System and network event logs contain abundant personally identifiable information (PII), posing significant privacy risks during sharing for collaborative analysis; conventional anonymization techniques often degrade structural or temporal fidelity, undermining analytical utility. This paper proposes a privacy-preserving log anonymization framework that jointly optimizes privacy and utility: IP addresses are anonymized via segmented salted hashing to preserve subnet and host-level hierarchical structure; timestamps undergo adaptive noise injection to obscure absolute time while maintaining relative event ordering. The framework integrates entropy-based privacy quantification, collision-rate analysis, and residual leakage detection to enable rigorous privacy–utility trade-off assessment. Experiments demonstrate that our approach reduces re-identification risk substantially (collision rate < 0.1%), fully preserves contextual consistency and analytical validity, and supports practical deployment. An open-source implementation is provided to ensure reproducibility and real-world adoption.
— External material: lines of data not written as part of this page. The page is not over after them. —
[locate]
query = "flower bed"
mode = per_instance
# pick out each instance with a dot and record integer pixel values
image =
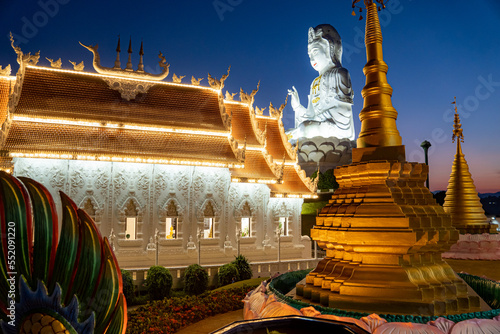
(170, 315)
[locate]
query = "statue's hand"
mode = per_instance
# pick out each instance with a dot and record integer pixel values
(295, 97)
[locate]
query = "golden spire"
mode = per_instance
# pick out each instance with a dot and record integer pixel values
(379, 137)
(462, 201)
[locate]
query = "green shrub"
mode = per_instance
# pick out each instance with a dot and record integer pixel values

System and network event logs are essential for security analytics, threat detection, and operational monitoring. However, these logs often contain Personally Identifiable Information (PII), raising significant privacy concerns when shared or analyzed. A key challenge in log anonymization is balancing privacy protection with the retention of sufficient structure for meaningful analysis. Overly aggressive anonymization can destroy contextual integrity, while weak techniques risk re-identification through linkage or inference attacks. This paper introduces novel field-specific anonymization methods that address this trade-off. For IP addresses, we propose a salt-based hashing technique applied at the per-octet level, preserving both subnet and host structure to enable correlation across various log entries while ensuring non-reversibility. For port numbers, full-value hashing with range mapping maintains interpretability. We also present an order-preserving timestamp anonymization scheme using adaptive noise injection, which obfuscates exact times without disrupting event sequences. An open-source tool implementing these techniques has been released to support practical deployment and reproducible research. Evaluations using entropy metrics, collision rates, and residual leakage analysis demonstrate that the proposed approach effectively protects privacy while preserving analytical utility.